A further sign of weakness in the eurozone economy was evident in August inflation figures showing consumer prices falling by 0.2% from the year before. The negative reading was down from a 0.4% increase in July. Analysts attributed some of the drop to the late timing of summer sales in France and Italy and to a cut in sales taxes paid on consumer purchases in Germany.
The European Central Bank is pumping 1.35 trillion euros ($1.6 trillion) in newly printed money into the economy through bond purchases, a step aimed at pushing up inflation to more normal levels and supporting the recovery. ECB officials have said the bank intends to use the full amount due to the bank’s baseline expectation for a very subdued inflation outlook.

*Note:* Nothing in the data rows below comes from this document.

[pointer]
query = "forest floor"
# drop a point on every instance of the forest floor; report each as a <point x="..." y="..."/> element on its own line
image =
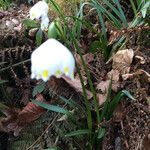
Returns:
<point x="129" y="127"/>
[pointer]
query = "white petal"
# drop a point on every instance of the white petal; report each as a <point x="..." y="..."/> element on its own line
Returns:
<point x="53" y="57"/>
<point x="38" y="10"/>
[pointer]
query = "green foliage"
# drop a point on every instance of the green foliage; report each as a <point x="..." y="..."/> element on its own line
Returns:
<point x="4" y="4"/>
<point x="38" y="89"/>
<point x="55" y="30"/>
<point x="31" y="24"/>
<point x="39" y="37"/>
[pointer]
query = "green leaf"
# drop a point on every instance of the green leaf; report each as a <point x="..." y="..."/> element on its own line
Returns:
<point x="145" y="8"/>
<point x="116" y="100"/>
<point x="101" y="133"/>
<point x="107" y="103"/>
<point x="126" y="93"/>
<point x="78" y="132"/>
<point x="54" y="108"/>
<point x="95" y="46"/>
<point x="39" y="88"/>
<point x="39" y="37"/>
<point x="55" y="30"/>
<point x="3" y="107"/>
<point x="3" y="81"/>
<point x="30" y="23"/>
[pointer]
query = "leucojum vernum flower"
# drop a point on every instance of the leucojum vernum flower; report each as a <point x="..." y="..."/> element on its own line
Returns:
<point x="52" y="59"/>
<point x="40" y="11"/>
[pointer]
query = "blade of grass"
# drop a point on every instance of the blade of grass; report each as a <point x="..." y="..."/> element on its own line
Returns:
<point x="54" y="108"/>
<point x="133" y="7"/>
<point x="121" y="12"/>
<point x="107" y="103"/>
<point x="78" y="133"/>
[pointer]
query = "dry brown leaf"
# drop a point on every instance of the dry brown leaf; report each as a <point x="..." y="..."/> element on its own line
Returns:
<point x="145" y="74"/>
<point x="89" y="57"/>
<point x="114" y="75"/>
<point x="141" y="59"/>
<point x="77" y="86"/>
<point x="16" y="119"/>
<point x="104" y="85"/>
<point x="122" y="61"/>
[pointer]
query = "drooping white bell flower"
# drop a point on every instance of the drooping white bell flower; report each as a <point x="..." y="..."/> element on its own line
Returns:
<point x="52" y="59"/>
<point x="39" y="10"/>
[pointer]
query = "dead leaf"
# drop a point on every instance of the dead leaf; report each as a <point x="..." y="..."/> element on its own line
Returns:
<point x="122" y="61"/>
<point x="145" y="74"/>
<point x="141" y="59"/>
<point x="77" y="86"/>
<point x="17" y="119"/>
<point x="114" y="75"/>
<point x="89" y="57"/>
<point x="146" y="142"/>
<point x="104" y="85"/>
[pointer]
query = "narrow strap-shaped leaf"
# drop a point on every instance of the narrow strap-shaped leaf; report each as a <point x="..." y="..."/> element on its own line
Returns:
<point x="78" y="132"/>
<point x="123" y="18"/>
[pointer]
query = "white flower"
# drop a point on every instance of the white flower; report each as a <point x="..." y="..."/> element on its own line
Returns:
<point x="39" y="10"/>
<point x="44" y="23"/>
<point x="52" y="59"/>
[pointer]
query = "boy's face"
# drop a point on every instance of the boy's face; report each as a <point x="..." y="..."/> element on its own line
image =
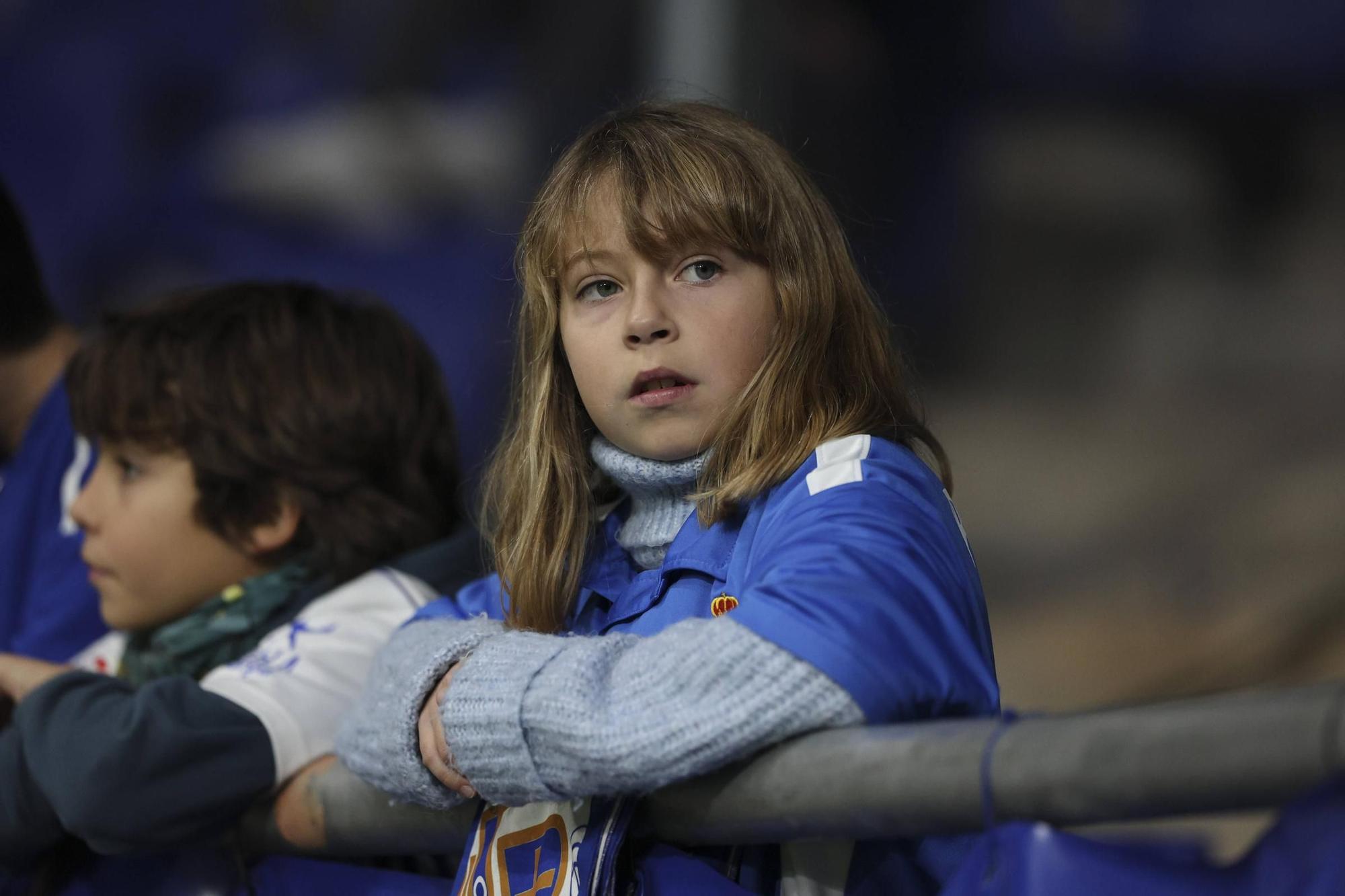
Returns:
<point x="149" y="556"/>
<point x="660" y="350"/>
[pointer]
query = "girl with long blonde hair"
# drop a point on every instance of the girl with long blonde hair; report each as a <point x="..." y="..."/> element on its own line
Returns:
<point x="711" y="521"/>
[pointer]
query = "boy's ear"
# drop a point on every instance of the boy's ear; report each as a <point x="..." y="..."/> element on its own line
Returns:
<point x="276" y="533"/>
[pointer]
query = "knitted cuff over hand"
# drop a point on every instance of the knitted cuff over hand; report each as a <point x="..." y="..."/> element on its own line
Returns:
<point x="379" y="739"/>
<point x="484" y="723"/>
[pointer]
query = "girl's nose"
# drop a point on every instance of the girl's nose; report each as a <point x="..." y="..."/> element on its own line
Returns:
<point x="648" y="321"/>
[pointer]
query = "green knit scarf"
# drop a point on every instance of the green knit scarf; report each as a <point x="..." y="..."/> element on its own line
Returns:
<point x="220" y="631"/>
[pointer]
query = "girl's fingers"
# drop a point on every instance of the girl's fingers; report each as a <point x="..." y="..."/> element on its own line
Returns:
<point x="434" y="744"/>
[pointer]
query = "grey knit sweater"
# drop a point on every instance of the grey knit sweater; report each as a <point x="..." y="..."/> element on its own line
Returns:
<point x="533" y="717"/>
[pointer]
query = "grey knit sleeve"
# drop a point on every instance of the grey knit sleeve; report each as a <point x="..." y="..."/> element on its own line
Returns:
<point x="533" y="717"/>
<point x="379" y="739"/>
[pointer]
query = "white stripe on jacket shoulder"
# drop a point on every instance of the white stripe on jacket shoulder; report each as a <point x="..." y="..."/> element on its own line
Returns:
<point x="839" y="463"/>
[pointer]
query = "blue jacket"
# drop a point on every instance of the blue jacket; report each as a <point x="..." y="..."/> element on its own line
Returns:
<point x="48" y="607"/>
<point x="856" y="564"/>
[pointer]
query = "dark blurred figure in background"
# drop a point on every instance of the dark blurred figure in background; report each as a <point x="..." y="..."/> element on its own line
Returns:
<point x="48" y="607"/>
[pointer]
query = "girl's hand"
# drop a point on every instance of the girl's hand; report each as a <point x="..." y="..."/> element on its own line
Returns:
<point x="21" y="676"/>
<point x="435" y="751"/>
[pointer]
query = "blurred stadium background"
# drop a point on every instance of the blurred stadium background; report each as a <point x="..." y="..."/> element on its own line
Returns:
<point x="1112" y="235"/>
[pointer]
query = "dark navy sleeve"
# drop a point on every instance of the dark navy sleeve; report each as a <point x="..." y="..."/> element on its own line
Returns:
<point x="139" y="768"/>
<point x="29" y="825"/>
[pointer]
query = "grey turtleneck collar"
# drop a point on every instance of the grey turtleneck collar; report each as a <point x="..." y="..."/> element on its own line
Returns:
<point x="658" y="493"/>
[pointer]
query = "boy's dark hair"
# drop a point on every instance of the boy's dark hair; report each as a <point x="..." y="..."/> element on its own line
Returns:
<point x="283" y="388"/>
<point x="26" y="313"/>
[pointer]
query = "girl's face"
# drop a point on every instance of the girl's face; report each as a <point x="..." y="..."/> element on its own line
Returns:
<point x="149" y="556"/>
<point x="661" y="350"/>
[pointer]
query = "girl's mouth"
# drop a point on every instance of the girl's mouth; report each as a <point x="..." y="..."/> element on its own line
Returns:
<point x="661" y="386"/>
<point x="660" y="395"/>
<point x="658" y="380"/>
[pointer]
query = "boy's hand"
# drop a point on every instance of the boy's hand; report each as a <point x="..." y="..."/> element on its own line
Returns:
<point x="21" y="676"/>
<point x="435" y="751"/>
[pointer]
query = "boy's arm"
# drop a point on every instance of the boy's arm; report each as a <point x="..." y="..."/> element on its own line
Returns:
<point x="20" y="676"/>
<point x="29" y="825"/>
<point x="139" y="768"/>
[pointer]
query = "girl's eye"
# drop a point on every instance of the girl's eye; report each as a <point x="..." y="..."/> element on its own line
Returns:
<point x="599" y="290"/>
<point x="701" y="271"/>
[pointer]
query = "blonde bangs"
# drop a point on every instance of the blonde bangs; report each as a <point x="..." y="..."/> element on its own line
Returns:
<point x="685" y="177"/>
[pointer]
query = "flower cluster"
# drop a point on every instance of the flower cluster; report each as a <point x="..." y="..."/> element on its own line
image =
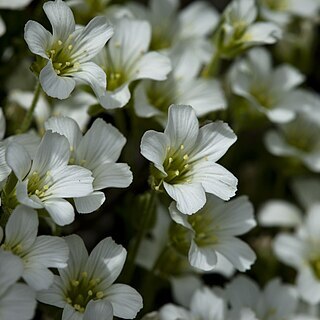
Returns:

Core inflation, which excludes volatile food and fuel prices, sagged to 0.4% from 1.2%. That is a sign of ongoing weakness in demand, said Jack Allen-Reynolds, senior Europe economist at Capital Economics. He said the jobs and inflation figures released Tuesday “put the ECB’s challenge in stark relief" compared with the situation facing the U.S. Federal Reserve.
“While the Fed has recently announced that it will tolerate above-2% inflation, the ECB is struggling even to hit its more modest aim of ‘below, but close to, 2%’ inflation," Allen-Reynolds said. “Monetary policy in the eurozone will need to remain extremely loose for many more years to come.”